Wind and Solar energy assumptions by the warmers greatly exceeds these sources actual capability. Let’s look at how renewable energy plays out as a possible replacement of diesel fuel for container ships. This is discussed in a 27 Feburary 19 IEEE Spectrum posting by Vaclav Smil titled “Electric Container Ships Are Stuck on the Horizon”. It opens up with the following:
Just about everything you wear or use around the house once sat in steel boxes on ships whose diesel engines propel them from Asia, emitting particulates and carbon dioxide. Surely, you would think, we can do better.
When warmers quote emissions from battery powered engines, they always tell us that such engine is “Zero-emissions”. Most batteries charges are provided by fossil fuel power plants. So the real emissions are never zero but rather those emissions from the fossil fuel plant that created the energy to charge the batteries. And more from the posting:
Containers come in different sizes, but most are the standard twenty-foot equivalent units (TEU)—rectangular prisms 6.1 meters (20 feet) long and 2.4 meters wide.. Maersk’s Triple-E class ships load 18,000 TEUs. At the “super slow steaming,” fuel-saving speed of 16 knots, these ships can make the journey from Hong Kong to Hamburg in 31 days.

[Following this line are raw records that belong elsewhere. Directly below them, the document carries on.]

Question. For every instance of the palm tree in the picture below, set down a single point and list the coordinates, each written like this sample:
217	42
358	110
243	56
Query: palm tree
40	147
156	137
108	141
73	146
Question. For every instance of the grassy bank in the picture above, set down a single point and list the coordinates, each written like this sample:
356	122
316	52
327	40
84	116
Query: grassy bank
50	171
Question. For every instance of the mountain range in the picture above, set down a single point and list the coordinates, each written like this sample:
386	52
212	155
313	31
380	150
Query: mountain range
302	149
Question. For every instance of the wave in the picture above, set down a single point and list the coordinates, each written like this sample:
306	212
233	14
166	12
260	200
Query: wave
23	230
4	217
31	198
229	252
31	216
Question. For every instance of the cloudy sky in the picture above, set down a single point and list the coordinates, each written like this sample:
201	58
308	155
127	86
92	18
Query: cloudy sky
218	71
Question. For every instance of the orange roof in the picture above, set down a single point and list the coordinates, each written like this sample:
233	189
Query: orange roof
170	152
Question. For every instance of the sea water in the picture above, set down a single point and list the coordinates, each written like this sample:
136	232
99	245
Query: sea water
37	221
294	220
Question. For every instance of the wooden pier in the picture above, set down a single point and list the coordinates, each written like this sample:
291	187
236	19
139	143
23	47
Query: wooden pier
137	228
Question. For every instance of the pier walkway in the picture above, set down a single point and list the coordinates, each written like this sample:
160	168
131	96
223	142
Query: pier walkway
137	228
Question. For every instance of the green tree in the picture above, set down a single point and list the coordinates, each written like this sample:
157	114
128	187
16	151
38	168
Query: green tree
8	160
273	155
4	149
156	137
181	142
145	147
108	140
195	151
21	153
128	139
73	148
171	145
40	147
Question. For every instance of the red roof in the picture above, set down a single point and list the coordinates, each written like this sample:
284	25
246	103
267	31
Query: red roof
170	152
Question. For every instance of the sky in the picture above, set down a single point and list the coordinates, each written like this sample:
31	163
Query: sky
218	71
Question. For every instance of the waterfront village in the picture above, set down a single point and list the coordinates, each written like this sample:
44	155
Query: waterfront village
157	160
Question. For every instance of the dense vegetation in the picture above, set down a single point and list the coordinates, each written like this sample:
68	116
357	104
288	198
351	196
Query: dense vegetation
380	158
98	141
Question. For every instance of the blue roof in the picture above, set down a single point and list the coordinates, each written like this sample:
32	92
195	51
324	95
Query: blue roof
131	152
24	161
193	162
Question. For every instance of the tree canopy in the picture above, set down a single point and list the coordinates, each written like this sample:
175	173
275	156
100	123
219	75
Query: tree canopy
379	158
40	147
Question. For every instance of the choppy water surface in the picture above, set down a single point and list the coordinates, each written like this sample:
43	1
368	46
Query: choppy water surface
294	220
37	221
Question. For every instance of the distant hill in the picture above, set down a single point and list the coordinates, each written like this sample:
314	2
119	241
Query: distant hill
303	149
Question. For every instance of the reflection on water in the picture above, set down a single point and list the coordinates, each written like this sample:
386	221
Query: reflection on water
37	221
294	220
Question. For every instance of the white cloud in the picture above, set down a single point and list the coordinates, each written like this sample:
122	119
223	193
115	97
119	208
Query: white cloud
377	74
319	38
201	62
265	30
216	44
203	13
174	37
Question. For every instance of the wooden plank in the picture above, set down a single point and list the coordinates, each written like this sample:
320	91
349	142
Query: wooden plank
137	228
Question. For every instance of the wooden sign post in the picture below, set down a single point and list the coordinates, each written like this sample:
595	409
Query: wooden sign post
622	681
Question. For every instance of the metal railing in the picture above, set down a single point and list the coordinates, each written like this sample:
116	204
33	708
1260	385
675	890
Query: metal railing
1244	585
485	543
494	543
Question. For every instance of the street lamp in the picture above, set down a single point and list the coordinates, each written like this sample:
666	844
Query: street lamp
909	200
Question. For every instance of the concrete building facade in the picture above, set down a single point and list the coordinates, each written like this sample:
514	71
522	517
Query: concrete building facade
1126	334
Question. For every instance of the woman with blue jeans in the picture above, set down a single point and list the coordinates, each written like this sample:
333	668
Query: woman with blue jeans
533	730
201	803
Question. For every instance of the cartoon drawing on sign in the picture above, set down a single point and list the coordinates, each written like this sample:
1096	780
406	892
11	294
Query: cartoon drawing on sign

The author makes a comparison with a hypothetical battery powered container ship and an actual diesel-powered container ship:
That’s a tall order indeed: In the past 70 years the energy density of the best commercial batteries hasn’t even quadrupled.
I have read accounts of “fuel anxiety” that electric car drivers get as they wonder if they can make the next recharging station before the batteries are totally discharged. Can you imagine the anxiety the ship’s captain might have knowing there are no recharging stations in mid ocean.
If the container ships were equipped with a nuclear reactor as in our navy’s submarines, we could probably match the performance of the diesel container ships and actually have a no carbon emissions ship.